ISLAMABAD: With the Balochistan government seeking a financially better deal, the Tethyan Copper Company (TCC) Pakistan, a consortium of Chilean and Canadian companies, has made a revised offer to secure a mining lease and production sharing agreement with the provincial government for commercial production at Reko Diq, one of the world’s biggest copper-cum-gold reserves in Chagai district.

This has come amid a high-profile controversy over the value of the deposit and concerns that a high-value national resource was being handed over to foreign firms for negligible returns to the province. Having proven mineral resource of 5.9 billion tons established through a bankable feasibility study, the Reko Diq also attracted Chinese, Russian and American companies to secure the high-value natural resource.

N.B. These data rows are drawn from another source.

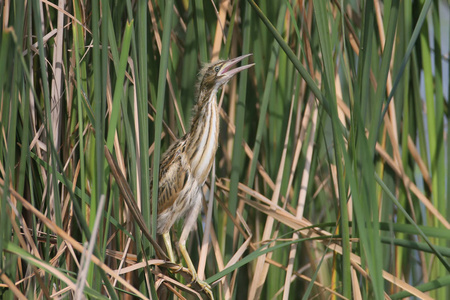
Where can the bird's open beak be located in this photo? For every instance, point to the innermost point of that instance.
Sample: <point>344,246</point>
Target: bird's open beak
<point>227,67</point>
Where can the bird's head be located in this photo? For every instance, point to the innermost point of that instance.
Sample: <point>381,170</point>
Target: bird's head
<point>215,75</point>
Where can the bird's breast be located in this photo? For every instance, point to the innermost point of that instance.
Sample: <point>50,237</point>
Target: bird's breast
<point>204,139</point>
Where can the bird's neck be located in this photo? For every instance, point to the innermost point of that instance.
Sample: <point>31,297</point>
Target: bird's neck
<point>202,140</point>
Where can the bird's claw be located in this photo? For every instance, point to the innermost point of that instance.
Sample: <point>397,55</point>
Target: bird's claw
<point>204,285</point>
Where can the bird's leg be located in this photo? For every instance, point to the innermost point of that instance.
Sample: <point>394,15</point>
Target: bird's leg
<point>189,223</point>
<point>168,243</point>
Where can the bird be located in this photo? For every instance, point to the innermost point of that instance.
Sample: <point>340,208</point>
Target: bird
<point>185,165</point>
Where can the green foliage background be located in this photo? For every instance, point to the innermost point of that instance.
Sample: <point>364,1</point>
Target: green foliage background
<point>332,175</point>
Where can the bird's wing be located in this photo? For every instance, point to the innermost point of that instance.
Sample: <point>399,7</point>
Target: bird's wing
<point>172,178</point>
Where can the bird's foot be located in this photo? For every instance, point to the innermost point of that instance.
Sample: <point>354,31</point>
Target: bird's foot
<point>203,284</point>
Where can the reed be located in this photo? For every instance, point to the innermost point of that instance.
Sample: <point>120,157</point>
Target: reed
<point>331,173</point>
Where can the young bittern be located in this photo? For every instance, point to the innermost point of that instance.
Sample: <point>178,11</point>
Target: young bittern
<point>186,164</point>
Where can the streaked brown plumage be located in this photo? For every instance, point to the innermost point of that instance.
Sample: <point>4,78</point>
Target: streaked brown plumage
<point>186,164</point>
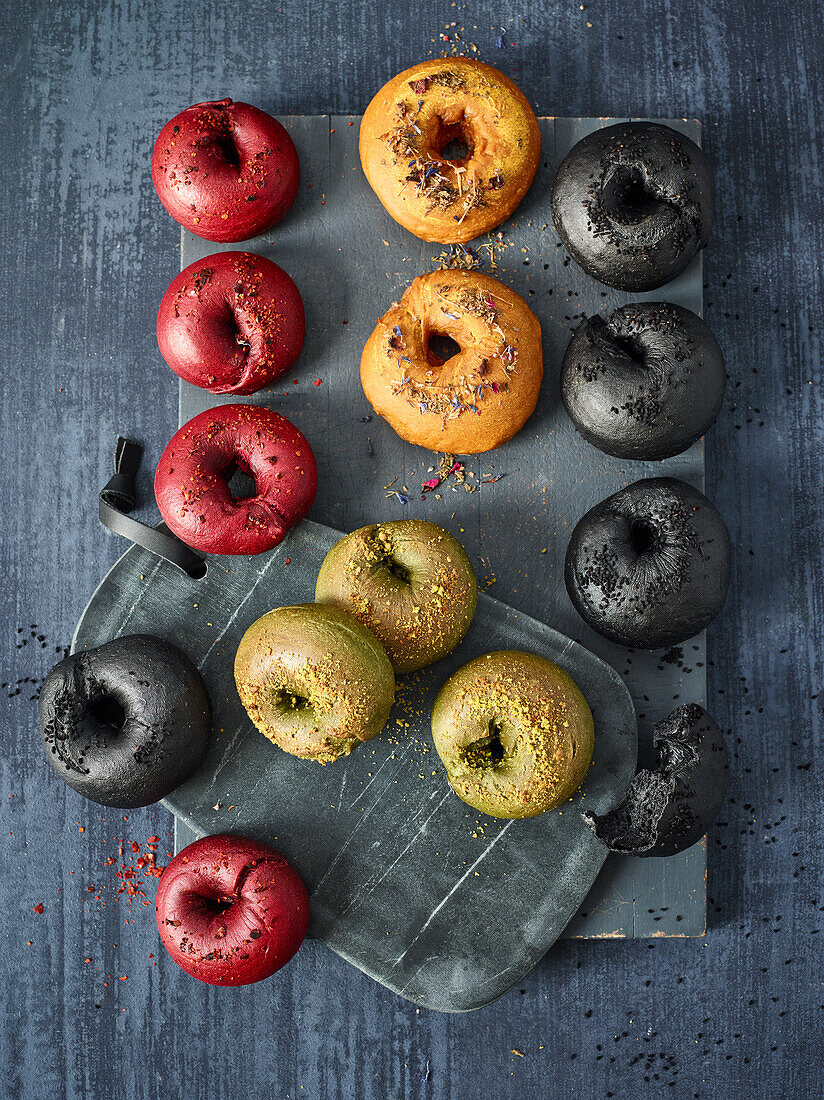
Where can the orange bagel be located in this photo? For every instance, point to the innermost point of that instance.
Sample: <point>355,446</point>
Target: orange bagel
<point>481,396</point>
<point>410,122</point>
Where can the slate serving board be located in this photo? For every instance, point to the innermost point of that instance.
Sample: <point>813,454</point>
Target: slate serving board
<point>443,905</point>
<point>351,261</point>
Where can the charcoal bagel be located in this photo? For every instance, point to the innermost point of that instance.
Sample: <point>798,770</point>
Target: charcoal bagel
<point>127,723</point>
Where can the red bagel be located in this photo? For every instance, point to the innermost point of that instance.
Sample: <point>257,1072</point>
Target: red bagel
<point>231,911</point>
<point>191,482</point>
<point>226,171</point>
<point>231,323</point>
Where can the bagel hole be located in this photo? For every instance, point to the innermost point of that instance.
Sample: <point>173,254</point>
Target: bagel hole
<point>454,142</point>
<point>643,536</point>
<point>227,150</point>
<point>240,483</point>
<point>394,567</point>
<point>486,751</point>
<point>290,701</point>
<point>108,712</point>
<point>632,348</point>
<point>626,197</point>
<point>234,332</point>
<point>441,348</point>
<point>212,905</point>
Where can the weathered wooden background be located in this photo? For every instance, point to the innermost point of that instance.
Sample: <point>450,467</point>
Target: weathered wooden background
<point>86,86</point>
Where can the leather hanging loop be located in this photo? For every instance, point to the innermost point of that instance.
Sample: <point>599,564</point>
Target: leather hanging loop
<point>120,496</point>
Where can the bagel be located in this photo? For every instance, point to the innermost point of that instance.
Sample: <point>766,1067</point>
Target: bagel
<point>450,147</point>
<point>482,395</point>
<point>633,204</point>
<point>231,911</point>
<point>231,323</point>
<point>224,171</point>
<point>649,565</point>
<point>127,723</point>
<point>314,680</point>
<point>191,482</point>
<point>514,733</point>
<point>409,582</point>
<point>646,383</point>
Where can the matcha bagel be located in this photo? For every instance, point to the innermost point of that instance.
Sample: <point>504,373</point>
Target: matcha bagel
<point>409,582</point>
<point>514,733</point>
<point>314,680</point>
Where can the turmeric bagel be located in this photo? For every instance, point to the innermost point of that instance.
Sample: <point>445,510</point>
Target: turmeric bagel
<point>450,147</point>
<point>474,399</point>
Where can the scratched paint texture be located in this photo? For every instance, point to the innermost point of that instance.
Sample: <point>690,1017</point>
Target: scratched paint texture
<point>85,88</point>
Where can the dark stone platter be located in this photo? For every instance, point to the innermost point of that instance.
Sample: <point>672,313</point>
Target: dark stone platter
<point>447,906</point>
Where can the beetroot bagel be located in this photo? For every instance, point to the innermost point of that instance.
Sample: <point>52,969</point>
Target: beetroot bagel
<point>231,323</point>
<point>231,911</point>
<point>226,171</point>
<point>191,482</point>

Sources said a Chinese firm, which is engaged in the production of copper and gold at a much smaller reserve, expressed a desire to compete for the project as late as during the recent visit of the Chinese prime minister to Pakistan. The federal government, however, decided not to oblige. The chairman of Board of Investment, Salim Mandviwala, said the “Reko Diq will stay with TCC. The Chinese will get new concessions which are available to all”.

Sources told Dawn that the revised offer had come after a meeting between Balochistan Chief Minister Nawab Aslam Raisani and chief executive of the TCC, Gerhard Von Borries, in which the provincial leader sought improved offer that corresponded better to ‘aspirations of the government and people of Balochistan’.

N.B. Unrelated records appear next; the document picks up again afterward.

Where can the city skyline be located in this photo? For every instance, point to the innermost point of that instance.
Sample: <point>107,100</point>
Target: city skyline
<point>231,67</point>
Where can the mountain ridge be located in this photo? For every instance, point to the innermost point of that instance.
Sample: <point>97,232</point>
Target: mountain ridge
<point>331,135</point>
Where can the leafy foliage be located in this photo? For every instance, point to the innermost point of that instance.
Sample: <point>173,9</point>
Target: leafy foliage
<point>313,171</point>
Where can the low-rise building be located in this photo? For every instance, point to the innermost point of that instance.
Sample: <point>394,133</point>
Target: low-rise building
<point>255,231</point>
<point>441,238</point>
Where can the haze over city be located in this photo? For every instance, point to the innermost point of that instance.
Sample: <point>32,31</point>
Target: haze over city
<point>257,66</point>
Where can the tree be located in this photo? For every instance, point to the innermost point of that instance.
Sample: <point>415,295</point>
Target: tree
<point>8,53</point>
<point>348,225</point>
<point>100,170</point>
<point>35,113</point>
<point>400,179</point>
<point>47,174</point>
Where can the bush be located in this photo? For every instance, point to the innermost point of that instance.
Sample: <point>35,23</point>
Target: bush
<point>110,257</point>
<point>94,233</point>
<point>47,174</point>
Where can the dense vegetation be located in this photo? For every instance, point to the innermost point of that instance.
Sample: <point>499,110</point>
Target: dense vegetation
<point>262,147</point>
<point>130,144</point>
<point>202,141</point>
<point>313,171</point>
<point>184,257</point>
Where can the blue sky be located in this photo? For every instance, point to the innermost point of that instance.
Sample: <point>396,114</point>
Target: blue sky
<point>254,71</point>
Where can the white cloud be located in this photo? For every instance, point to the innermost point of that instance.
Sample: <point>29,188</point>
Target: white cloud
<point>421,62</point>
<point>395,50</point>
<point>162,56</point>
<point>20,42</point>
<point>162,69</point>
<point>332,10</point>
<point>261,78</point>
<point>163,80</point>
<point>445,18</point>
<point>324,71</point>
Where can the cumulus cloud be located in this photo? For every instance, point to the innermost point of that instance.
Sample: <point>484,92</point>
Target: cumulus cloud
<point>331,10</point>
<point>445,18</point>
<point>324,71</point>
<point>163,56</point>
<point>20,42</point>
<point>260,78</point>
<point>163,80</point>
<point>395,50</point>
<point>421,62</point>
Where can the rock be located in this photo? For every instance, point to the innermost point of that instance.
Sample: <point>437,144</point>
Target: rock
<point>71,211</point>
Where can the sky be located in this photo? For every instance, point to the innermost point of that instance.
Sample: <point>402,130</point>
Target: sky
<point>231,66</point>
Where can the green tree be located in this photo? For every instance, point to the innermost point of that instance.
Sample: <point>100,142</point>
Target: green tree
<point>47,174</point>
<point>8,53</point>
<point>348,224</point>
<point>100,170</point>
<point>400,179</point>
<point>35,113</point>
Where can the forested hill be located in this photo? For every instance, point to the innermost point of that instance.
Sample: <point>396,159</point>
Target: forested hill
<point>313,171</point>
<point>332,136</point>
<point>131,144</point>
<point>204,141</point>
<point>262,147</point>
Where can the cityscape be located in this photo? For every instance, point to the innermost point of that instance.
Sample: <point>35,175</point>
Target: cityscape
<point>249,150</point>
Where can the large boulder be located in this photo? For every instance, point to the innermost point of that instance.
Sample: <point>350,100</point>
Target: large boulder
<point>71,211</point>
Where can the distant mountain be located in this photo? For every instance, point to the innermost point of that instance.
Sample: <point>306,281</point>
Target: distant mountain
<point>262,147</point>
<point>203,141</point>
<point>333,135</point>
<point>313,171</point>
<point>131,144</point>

According to a revised proposal, the TCC has offered to raise $600 million loans to fund the provincial government’s 25 per cent share of the capital contribution for equity participation at no interest to start mine development. About $100-125 million interest cost of the loan would therefore be picked up by the TCC — owned equally by Barrick Gold of Canada and Antofagasta of Chile. Under the Chaghi Hills Exploration Joint Venture Agreement (CHEJVA) signed in 1993 and revised in 2006, the Balochistan government was to raise this amount at Libor plus two per cent interest rate.

The project needs about $3.3 billion to be raised from the international market to make it a commercial success. About $230 million have been spent on project exploration over an area of 585 square kilometers, proving the project was commercially viable. The government did not invest during the exploration phase.

The TCC has also offered to give up the Balochistan government’s share of the management fee of the project that roughly provides another saving of about $25 million to the province. In another relaxation in loan repayment, the consortium said the Balochistan government would be entitled to start receiving dividends once net profits commenced and would have to allocate half of its dividends towards the repayment to TCC of the principal amount of the loan, extending the loan repayment period beyond eight years envisaged under the original agreement.